Barron's did a deep dive on the high yielding energy Master Limited Partnership (MLP) space this week. My regular readers know I have allocated a good portion of my income portfolio toward these types of income producing concerns.
I like energy partnerships, despite their tax complexities over traditional income sectors like Utilities. The country is still in their early innings in its march to energy independence. I have found these entities have better growth prospects, lower valuations and higher yield than what is currently available in the Utility sector.
This is a solid piece in Barron's for anyone that is interested in investing in this high yield space. The panel discusses the huge growth of the sector over the past five years, the tax and ownership structures of these entities and of course some attractive opportunities right now for yield investors. Here are two I like within the article that got shout outs.
I picked up some Tallgrass Energy Partners (NYSE:TEP) when it did a secondary late in July. Tallgrass currently provides natural gas transportation and storage services for customers in the Rocky Mountain and Midwest regions of the United States.
One of the nice things about this entity is 80% of its revenue is fee based. Its pipeline is 100% contracted out and its average contract has an average life of four years. This protects the entity's cash flow and distribution from the vagaries of natural gas prices.
The shares yield 3.3% and the entity has raised its quarterly distribution payouts by some 30% since it came public just 15 months ago. This cash flow trajectory should continue in the future as new pipeline assets come on-line. Tallgrass is tracking to better than 20% revenue growth this year and analysts believe it will deliver over 35% gains in FY2015. Earnings are increasing at a more accelerated rate.
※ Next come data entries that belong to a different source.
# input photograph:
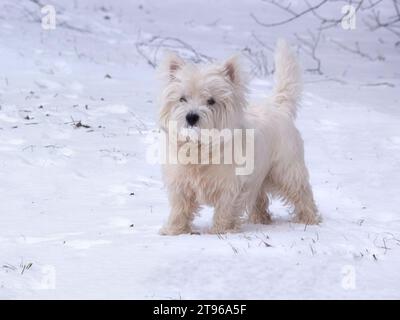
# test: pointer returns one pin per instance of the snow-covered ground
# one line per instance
(80, 207)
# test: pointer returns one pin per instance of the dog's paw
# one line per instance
(171, 231)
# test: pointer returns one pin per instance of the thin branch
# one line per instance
(294, 14)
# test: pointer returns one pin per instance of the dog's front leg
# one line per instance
(183, 208)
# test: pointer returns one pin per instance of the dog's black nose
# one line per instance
(192, 118)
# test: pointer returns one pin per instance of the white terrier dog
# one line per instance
(214, 97)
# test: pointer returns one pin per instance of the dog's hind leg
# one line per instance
(259, 213)
(294, 188)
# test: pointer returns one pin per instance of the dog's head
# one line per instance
(201, 96)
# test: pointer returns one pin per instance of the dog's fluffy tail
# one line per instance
(288, 81)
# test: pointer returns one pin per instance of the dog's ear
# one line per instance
(170, 65)
(231, 68)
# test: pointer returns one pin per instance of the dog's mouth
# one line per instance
(189, 134)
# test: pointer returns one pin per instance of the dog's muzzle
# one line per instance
(192, 118)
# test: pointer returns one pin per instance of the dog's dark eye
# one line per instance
(211, 101)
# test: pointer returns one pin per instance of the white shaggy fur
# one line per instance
(279, 168)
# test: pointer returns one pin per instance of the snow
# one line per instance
(81, 206)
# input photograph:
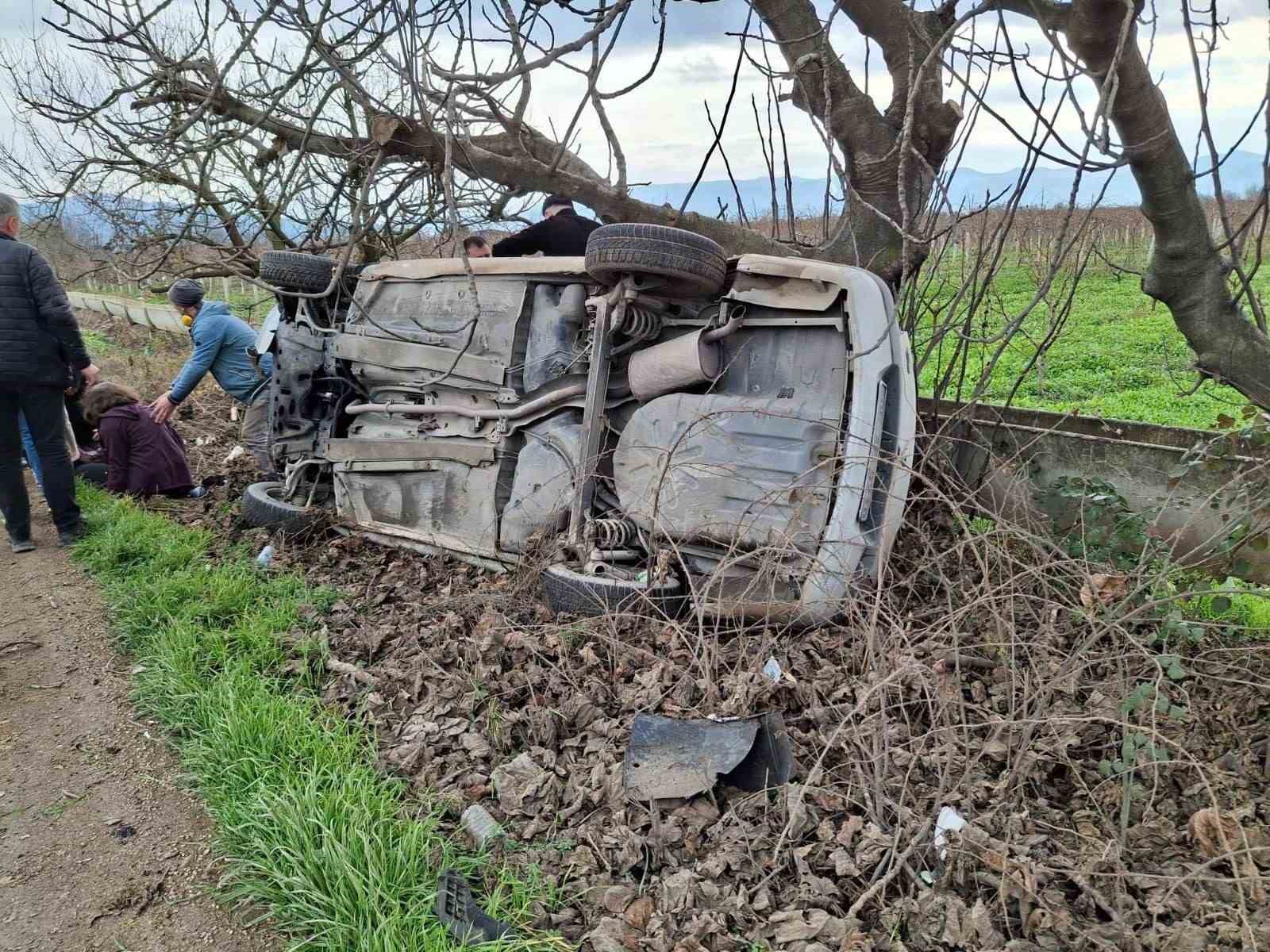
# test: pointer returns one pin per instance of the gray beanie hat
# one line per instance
(186, 292)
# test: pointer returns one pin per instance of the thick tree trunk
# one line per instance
(1185, 273)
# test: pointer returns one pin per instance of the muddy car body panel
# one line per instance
(759, 438)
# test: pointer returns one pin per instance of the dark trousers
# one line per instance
(44, 412)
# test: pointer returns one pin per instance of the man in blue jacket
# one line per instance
(40, 343)
(221, 346)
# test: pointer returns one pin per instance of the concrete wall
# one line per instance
(154, 317)
(1013, 460)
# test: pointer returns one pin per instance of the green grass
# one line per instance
(313, 835)
(251, 306)
(1118, 355)
(1235, 603)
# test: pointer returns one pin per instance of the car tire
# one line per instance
(264, 508)
(575, 593)
(692, 264)
(296, 272)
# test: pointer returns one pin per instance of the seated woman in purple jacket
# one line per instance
(143, 457)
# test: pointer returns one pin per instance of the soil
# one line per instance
(101, 848)
(1115, 800)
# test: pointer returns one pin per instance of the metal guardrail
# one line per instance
(154, 317)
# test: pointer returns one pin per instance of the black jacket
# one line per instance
(38, 334)
(563, 235)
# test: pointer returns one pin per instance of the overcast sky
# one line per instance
(664, 125)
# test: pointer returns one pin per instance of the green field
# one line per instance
(1118, 355)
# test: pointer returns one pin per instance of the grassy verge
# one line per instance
(311, 833)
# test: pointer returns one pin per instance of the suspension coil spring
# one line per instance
(611, 533)
(641, 323)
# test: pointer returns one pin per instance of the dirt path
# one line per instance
(99, 846)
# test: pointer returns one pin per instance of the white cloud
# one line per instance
(664, 131)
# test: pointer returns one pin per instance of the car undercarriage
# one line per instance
(654, 423)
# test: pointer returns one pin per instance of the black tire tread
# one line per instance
(264, 511)
(295, 271)
(694, 263)
(572, 592)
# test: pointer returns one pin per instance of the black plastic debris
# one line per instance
(459, 913)
(670, 758)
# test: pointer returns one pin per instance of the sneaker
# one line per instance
(69, 537)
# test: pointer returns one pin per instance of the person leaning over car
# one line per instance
(562, 232)
(221, 346)
(40, 340)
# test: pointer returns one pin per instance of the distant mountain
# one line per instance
(1045, 188)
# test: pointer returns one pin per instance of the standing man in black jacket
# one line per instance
(40, 347)
(562, 232)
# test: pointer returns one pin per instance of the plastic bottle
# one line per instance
(483, 828)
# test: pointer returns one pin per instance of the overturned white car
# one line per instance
(654, 423)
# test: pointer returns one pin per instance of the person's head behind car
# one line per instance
(554, 205)
(186, 296)
(476, 247)
(106, 397)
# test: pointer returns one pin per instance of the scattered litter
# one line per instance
(459, 913)
(124, 831)
(1104, 589)
(480, 824)
(671, 758)
(948, 822)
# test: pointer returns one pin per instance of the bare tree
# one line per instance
(283, 124)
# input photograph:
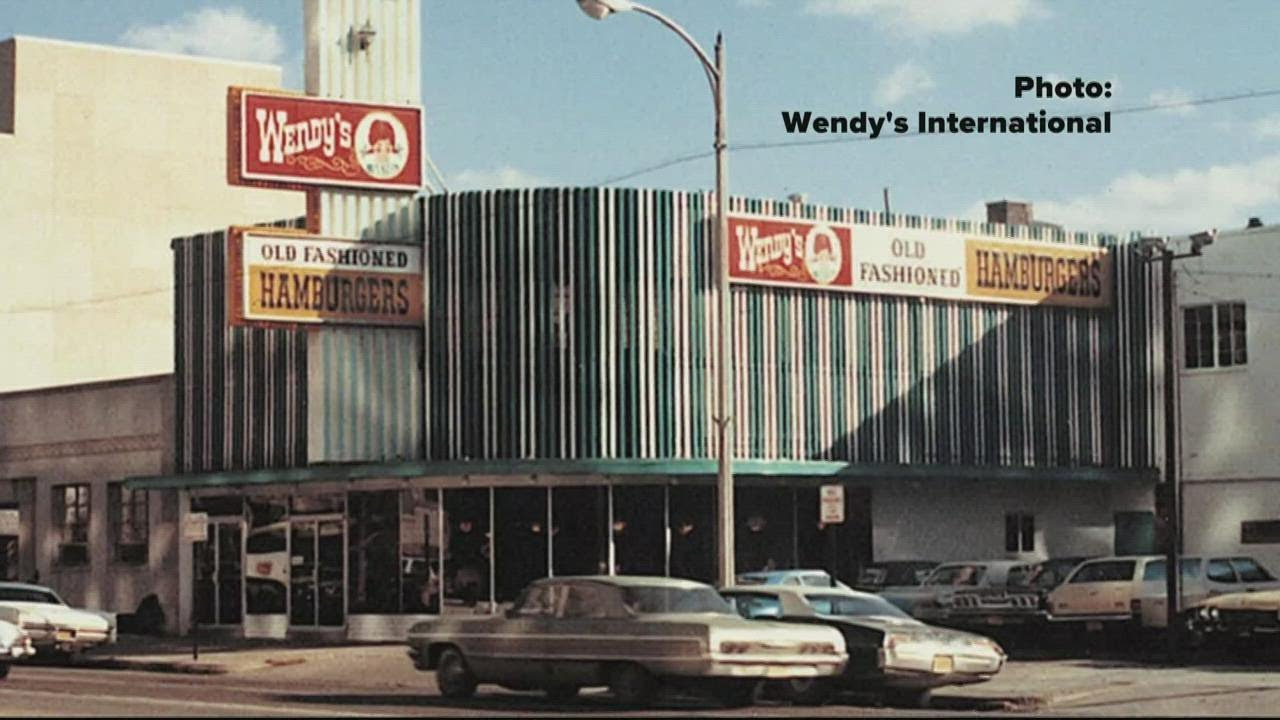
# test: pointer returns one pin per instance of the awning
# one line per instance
(745, 468)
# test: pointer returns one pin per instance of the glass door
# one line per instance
(318, 573)
(219, 575)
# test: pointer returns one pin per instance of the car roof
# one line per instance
(26, 587)
(799, 589)
(627, 580)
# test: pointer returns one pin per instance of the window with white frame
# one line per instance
(1215, 336)
(71, 518)
(128, 523)
(1019, 532)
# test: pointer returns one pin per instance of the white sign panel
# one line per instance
(831, 506)
(9, 523)
(195, 527)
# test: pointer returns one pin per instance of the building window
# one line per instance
(128, 522)
(1019, 532)
(1260, 532)
(1214, 336)
(71, 516)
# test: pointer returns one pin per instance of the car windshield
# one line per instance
(658, 600)
(28, 595)
(853, 606)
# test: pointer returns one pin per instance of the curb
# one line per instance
(176, 666)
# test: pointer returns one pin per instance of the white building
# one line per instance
(1229, 360)
(105, 155)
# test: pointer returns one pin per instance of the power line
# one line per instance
(749, 146)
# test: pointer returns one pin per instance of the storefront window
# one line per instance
(580, 516)
(693, 532)
(373, 543)
(764, 534)
(520, 524)
(466, 550)
(639, 545)
(419, 550)
(266, 557)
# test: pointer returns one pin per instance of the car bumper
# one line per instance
(938, 669)
(67, 639)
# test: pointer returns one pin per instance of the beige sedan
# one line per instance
(635, 634)
(888, 650)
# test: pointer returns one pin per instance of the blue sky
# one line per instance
(534, 92)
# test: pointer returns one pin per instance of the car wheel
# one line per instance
(453, 677)
(909, 698)
(632, 684)
(561, 693)
(809, 691)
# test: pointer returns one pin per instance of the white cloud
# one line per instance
(1179, 201)
(1173, 96)
(1267, 127)
(229, 33)
(905, 80)
(504, 176)
(931, 17)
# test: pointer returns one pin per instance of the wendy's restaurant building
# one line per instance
(977, 390)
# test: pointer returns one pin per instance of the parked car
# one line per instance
(14, 645)
(1132, 589)
(634, 634)
(51, 624)
(931, 600)
(1242, 615)
(894, 573)
(812, 578)
(1020, 601)
(888, 651)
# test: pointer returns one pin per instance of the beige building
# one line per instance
(108, 154)
(105, 155)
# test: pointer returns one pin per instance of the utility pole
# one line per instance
(1157, 250)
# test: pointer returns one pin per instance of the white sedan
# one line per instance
(14, 645)
(51, 624)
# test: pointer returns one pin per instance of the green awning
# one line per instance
(745, 468)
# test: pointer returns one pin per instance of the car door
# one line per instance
(589, 630)
(1101, 587)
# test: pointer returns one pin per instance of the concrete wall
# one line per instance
(96, 434)
(112, 154)
(1230, 417)
(965, 519)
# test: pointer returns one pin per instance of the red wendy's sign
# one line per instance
(790, 253)
(296, 141)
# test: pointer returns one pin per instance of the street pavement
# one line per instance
(259, 679)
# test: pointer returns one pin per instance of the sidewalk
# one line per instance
(219, 656)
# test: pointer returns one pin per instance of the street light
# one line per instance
(1157, 250)
(600, 9)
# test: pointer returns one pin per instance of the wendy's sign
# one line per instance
(296, 141)
(782, 251)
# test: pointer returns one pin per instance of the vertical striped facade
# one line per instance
(241, 393)
(580, 323)
(256, 399)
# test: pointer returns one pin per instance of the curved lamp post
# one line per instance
(600, 9)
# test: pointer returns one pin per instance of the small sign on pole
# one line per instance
(831, 509)
(195, 527)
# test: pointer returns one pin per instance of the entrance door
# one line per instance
(219, 575)
(318, 573)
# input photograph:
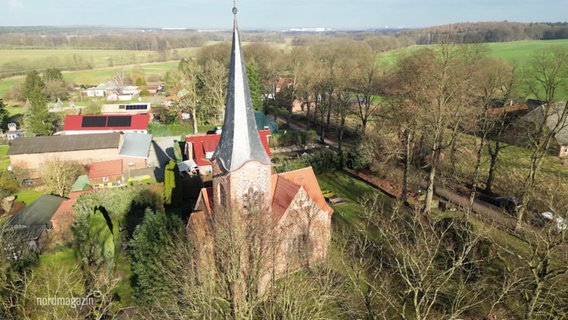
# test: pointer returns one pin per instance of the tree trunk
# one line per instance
(308, 105)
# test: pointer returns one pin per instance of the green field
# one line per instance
(521, 51)
(94, 77)
(516, 52)
(18, 60)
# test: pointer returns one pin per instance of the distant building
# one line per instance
(104, 123)
(128, 108)
(31, 153)
(30, 226)
(200, 148)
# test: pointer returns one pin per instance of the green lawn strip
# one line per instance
(354, 191)
(4, 159)
(28, 195)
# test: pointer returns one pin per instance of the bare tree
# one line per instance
(494, 82)
(430, 266)
(59, 175)
(546, 77)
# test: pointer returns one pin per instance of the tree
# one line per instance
(59, 176)
(438, 82)
(3, 114)
(214, 80)
(494, 82)
(430, 268)
(188, 96)
(546, 78)
(38, 119)
(158, 232)
(253, 77)
(365, 86)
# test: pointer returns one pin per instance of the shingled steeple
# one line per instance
(239, 140)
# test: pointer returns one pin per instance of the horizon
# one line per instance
(331, 14)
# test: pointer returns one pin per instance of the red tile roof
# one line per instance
(286, 185)
(136, 122)
(111, 168)
(208, 143)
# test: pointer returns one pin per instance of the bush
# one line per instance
(293, 138)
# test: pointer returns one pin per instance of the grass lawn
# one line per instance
(28, 195)
(350, 189)
(4, 159)
(517, 52)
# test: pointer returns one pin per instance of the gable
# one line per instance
(306, 179)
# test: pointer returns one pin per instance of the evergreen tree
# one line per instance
(155, 237)
(3, 114)
(253, 76)
(38, 119)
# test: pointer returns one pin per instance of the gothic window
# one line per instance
(300, 248)
(222, 196)
(252, 199)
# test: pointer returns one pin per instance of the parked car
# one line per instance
(543, 219)
(511, 204)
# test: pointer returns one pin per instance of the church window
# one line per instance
(251, 199)
(222, 196)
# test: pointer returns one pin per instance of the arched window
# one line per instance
(222, 196)
(252, 199)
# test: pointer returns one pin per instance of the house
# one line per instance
(106, 173)
(128, 108)
(112, 91)
(200, 148)
(30, 226)
(31, 153)
(96, 92)
(86, 124)
(13, 131)
(292, 217)
(64, 216)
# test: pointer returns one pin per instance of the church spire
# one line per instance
(239, 140)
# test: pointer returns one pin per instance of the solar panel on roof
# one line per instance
(136, 107)
(119, 121)
(94, 122)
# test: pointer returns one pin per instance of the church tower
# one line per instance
(241, 167)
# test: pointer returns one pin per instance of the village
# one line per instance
(312, 182)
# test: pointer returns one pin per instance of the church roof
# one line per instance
(286, 185)
(208, 143)
(239, 141)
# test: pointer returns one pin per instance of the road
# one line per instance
(481, 209)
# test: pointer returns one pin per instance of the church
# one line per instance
(283, 216)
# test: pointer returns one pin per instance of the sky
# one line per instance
(276, 14)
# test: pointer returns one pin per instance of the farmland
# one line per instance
(95, 66)
(516, 52)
TEP has a five year projected PEG of under 1 (.96).
A much bigger midstream concern MarkWest Energy Partners (NYSE:MWE) gets called out as an attractive yield play in the space. MarkWest is engaged in the gathering, processing and transportation of natural gas; the transportation, fractionation, storage and marketing of NGLs (Natural Gas Liquids); and the gathering and transportation of crude oil. Barron's this week states the entity's lack of a general partner could make it a more desirable acquisition target for a larger player in the space.
The entity provides a solid 5.1% distribution yield. MarkWest has been a consistent deliverer of cash flow increases as distributions have tripled over the last decade in a consistent and incremental way. Wunderlich recently upgraded the shares and have a $83 a share price target on MarkWest, approximately 20% above the current price of MWE. MarkWest also was also recently added to Goldman Sachs' "Conviction Buy" list.
For investors looking to add some income with solid growth prospects while participating in the nation's energy boom, both of the above selections offer good ways to go.
Disclosure: The author is long TEP. The author wrote this article themselves, and it expresses their own opinions. The author is not receiving compensation for it (other than from Seeking Alpha). The author has no business relationship with any company whose stock is mentioned in this article.